Current Situation Analysis

Global SaaS platforms face a structural inefficiency in payment processing. Traditional fiat rails, while mature, impose geographic restrictions, variable interchange fees, and settlement delays that complicate unit economics for international users. Developers often accept these constraints as unavoidable, integrating standard processors without evaluating alternative settlement layers that align better with digital-native products.

The misconception is that cryptocurrency payments require complex infrastructure, heavy third-party abstractions, or expose merchants to volatility. In reality, stablecoin rails on high-throughput chains like Solana offer deterministic settlement with fees measured in fractions of a cent. The barrier is not technical feasibility but implementation complexity; many teams rely on opaque wrappers that obscure the underlying protocol, introducing vendor lock-in and limiting control over verification logic.

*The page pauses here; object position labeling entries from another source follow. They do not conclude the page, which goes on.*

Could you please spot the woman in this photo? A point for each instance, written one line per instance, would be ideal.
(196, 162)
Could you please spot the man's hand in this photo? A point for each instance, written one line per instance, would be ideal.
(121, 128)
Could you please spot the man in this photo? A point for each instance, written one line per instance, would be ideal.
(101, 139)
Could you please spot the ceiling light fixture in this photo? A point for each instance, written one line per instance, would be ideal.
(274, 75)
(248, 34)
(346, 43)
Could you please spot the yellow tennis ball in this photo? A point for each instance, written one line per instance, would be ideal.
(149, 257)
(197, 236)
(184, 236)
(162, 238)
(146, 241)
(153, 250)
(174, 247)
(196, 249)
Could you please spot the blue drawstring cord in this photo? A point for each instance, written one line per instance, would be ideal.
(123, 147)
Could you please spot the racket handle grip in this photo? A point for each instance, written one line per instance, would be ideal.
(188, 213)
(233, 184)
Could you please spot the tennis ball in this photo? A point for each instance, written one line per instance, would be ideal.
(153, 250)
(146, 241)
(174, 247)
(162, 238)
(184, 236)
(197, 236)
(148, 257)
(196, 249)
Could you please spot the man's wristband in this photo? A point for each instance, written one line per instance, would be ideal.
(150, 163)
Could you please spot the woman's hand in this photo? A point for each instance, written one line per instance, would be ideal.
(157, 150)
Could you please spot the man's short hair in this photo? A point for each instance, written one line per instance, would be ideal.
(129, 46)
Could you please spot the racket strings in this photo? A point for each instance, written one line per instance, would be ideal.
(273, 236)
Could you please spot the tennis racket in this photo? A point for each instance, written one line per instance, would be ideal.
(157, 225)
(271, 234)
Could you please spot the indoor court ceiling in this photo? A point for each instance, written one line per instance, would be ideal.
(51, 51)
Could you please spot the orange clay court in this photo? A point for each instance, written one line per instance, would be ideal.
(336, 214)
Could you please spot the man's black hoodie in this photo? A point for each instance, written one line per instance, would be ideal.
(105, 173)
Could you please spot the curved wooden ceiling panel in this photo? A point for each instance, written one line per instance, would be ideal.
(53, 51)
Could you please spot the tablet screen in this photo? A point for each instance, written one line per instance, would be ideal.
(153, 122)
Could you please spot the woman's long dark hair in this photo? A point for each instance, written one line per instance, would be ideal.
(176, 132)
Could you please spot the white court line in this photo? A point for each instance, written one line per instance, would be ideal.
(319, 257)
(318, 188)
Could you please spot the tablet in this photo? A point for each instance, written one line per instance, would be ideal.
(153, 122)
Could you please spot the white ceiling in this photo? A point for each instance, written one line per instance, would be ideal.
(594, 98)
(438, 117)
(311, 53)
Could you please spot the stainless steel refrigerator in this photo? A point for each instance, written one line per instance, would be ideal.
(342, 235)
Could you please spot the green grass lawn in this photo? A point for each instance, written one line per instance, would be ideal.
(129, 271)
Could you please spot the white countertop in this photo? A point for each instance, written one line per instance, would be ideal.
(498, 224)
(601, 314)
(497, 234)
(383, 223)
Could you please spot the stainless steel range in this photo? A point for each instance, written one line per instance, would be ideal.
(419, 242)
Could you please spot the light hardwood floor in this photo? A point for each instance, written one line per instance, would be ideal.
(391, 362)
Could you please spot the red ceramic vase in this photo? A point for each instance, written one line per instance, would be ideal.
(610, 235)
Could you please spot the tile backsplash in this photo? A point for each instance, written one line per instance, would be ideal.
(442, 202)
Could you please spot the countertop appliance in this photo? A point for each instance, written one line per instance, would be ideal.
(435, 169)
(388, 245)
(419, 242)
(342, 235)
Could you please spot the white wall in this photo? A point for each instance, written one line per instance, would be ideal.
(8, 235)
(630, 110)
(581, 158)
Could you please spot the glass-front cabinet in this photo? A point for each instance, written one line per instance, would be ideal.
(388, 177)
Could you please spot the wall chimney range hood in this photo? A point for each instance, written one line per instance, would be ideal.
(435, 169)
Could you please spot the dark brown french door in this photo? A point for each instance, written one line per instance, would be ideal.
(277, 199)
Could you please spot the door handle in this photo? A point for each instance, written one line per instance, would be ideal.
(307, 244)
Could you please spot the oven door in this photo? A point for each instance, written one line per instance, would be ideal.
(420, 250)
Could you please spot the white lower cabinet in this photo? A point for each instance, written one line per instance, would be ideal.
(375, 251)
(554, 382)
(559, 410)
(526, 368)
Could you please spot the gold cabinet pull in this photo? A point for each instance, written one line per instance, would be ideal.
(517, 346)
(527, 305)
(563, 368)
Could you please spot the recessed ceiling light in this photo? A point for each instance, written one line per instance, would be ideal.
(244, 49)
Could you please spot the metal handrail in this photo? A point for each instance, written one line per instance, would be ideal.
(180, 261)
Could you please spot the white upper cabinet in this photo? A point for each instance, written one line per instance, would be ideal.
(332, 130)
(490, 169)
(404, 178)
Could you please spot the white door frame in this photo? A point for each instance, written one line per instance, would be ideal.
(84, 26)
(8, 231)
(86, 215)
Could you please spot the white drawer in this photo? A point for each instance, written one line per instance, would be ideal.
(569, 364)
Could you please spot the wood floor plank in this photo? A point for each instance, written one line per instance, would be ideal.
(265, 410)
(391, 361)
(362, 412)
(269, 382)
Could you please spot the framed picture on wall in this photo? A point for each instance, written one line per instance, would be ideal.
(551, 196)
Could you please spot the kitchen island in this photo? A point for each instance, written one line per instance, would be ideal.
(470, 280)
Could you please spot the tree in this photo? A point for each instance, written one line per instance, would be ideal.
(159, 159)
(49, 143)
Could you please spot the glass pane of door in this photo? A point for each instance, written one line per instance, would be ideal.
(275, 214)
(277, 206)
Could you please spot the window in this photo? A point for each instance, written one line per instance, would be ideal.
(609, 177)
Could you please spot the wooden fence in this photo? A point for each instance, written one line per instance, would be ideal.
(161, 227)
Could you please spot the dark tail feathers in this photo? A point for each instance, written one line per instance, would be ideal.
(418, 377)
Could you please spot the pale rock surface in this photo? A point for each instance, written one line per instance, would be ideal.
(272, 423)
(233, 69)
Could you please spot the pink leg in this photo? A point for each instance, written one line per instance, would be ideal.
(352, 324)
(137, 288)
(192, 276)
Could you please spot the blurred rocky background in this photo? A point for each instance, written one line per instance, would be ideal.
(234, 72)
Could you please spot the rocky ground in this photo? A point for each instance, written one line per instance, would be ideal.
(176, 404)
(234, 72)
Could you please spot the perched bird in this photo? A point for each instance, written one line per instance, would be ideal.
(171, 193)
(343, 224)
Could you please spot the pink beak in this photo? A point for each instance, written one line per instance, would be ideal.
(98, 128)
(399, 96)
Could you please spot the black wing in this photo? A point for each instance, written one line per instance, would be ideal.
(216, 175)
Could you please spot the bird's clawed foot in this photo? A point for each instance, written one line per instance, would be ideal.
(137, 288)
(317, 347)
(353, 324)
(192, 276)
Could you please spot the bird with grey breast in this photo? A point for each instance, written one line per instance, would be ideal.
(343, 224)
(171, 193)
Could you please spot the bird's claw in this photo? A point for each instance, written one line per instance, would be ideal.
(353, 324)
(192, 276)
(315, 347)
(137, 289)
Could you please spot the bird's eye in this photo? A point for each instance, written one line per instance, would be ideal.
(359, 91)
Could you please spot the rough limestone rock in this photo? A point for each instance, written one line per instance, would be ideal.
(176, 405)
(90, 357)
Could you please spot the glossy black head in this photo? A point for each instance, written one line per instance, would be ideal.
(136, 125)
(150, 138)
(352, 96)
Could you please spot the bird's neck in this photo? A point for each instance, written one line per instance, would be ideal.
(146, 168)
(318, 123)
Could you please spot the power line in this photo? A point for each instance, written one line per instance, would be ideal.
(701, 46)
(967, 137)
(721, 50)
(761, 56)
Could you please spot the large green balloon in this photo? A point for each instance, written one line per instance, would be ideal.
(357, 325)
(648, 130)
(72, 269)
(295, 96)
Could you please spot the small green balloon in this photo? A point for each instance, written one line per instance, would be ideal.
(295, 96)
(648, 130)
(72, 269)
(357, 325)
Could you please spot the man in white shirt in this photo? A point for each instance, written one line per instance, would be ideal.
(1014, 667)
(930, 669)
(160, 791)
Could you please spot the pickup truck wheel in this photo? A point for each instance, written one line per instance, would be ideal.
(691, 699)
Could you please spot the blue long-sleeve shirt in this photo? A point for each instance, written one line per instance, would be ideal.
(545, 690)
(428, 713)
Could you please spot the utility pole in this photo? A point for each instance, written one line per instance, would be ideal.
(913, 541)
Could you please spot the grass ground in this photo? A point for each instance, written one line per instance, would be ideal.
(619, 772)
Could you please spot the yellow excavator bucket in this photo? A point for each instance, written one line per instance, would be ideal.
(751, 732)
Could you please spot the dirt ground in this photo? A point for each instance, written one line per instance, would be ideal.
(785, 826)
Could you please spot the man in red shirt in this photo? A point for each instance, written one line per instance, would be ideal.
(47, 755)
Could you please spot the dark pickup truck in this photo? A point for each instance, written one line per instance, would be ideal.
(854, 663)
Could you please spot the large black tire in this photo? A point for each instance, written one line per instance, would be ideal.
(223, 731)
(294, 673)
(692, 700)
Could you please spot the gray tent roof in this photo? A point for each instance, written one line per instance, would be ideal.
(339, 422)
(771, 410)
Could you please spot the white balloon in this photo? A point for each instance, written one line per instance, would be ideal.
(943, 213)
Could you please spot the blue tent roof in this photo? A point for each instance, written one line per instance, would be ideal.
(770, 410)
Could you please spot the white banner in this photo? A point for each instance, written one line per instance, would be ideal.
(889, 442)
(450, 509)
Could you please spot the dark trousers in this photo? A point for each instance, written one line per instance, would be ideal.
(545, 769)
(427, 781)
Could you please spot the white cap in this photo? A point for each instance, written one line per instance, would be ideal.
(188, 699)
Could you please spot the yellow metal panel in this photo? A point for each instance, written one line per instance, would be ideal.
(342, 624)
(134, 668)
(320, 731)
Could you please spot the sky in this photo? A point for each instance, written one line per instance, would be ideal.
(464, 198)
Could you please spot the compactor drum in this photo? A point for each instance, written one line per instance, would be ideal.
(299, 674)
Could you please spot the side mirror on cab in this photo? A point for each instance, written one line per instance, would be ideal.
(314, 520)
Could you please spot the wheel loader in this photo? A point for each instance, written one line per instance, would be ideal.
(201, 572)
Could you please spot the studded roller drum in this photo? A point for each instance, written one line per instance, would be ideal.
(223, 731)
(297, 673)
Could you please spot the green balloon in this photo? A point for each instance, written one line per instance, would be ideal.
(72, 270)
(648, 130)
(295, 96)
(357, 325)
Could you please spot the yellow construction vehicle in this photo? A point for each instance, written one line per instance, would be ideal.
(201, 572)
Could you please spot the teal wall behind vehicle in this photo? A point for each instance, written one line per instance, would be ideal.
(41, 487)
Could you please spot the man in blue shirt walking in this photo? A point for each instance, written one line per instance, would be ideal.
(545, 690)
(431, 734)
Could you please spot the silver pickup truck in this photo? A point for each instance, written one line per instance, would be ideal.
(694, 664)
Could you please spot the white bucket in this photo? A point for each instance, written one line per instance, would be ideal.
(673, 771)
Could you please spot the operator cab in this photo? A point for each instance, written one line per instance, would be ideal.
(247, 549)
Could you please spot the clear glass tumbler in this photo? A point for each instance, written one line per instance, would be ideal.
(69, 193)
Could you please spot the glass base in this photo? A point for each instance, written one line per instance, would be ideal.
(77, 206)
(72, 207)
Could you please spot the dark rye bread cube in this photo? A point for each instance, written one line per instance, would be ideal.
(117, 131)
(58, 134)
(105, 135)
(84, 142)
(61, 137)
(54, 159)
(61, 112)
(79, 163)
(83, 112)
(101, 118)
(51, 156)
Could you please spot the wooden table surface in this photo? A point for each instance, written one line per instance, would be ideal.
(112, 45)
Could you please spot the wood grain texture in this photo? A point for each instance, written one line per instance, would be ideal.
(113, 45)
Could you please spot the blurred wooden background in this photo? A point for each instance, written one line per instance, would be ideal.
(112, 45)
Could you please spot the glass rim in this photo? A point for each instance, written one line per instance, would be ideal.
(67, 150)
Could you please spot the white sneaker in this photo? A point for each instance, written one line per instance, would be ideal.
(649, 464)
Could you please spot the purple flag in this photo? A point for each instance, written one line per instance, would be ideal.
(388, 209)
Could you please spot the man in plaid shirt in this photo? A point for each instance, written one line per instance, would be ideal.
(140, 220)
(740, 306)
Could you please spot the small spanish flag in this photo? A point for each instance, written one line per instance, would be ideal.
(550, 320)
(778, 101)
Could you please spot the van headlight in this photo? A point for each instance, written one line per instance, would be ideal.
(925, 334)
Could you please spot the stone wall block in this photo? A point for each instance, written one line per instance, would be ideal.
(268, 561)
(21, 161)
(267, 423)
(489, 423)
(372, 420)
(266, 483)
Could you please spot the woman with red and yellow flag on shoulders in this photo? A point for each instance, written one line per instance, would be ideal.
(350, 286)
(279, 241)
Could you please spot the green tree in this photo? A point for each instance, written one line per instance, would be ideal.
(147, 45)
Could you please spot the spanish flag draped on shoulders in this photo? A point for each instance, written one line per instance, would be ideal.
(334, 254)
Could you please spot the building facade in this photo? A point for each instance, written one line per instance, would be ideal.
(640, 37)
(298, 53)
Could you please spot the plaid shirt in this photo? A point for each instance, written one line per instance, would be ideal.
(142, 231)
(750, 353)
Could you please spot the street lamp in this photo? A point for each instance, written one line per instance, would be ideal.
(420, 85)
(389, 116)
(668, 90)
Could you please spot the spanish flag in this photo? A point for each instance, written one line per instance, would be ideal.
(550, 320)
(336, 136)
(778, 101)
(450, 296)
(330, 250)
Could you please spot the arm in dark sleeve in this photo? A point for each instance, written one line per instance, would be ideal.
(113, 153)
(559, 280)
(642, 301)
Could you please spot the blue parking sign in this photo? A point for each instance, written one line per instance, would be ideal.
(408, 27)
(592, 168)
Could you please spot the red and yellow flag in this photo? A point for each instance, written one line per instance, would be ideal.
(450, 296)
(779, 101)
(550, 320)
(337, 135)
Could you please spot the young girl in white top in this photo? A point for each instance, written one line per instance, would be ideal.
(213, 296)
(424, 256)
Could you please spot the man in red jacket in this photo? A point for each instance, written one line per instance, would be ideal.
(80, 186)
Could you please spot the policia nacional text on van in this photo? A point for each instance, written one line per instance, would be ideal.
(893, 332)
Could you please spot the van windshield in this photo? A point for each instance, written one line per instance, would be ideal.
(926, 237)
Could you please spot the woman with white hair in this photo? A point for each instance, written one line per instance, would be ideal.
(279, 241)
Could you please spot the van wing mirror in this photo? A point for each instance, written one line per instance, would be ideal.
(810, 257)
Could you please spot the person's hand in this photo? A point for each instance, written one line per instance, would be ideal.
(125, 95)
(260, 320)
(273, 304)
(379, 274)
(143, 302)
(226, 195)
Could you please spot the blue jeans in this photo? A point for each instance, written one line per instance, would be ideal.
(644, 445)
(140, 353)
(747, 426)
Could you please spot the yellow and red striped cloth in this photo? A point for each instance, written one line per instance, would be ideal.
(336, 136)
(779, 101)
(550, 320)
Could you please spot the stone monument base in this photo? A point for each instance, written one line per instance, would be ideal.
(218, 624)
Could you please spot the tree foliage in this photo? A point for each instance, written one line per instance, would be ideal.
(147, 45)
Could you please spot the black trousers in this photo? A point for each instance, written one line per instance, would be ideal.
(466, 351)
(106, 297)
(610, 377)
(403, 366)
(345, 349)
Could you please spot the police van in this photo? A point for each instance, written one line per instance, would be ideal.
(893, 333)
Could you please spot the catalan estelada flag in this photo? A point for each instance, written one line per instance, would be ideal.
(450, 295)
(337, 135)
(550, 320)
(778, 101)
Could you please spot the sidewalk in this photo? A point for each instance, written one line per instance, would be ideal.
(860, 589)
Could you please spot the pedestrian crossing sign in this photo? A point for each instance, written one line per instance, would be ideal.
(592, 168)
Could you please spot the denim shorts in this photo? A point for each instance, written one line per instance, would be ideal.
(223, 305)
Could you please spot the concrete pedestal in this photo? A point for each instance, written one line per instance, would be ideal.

A direct implementation of the Solana Pay specification allows engineering teams to build lean, auditable payment flows. By generating unique reference keys for each transaction and verifying on-chain activity directly, systems can achieve instant credit issuance without intermediaries. This approach reduces payment costs to near-zero, eliminates chargeback risks, and provides a seamless experience for users holding USDC, regardless of their location.

WOW Moment: Key Findings

The operational impact of switching to a direct Solana Pay integration becomes evident when comparing cost structures, settlement latency, and global accessibility against traditional processors. The following comparison highlights the technical and economic advantages of the reference-based verification model.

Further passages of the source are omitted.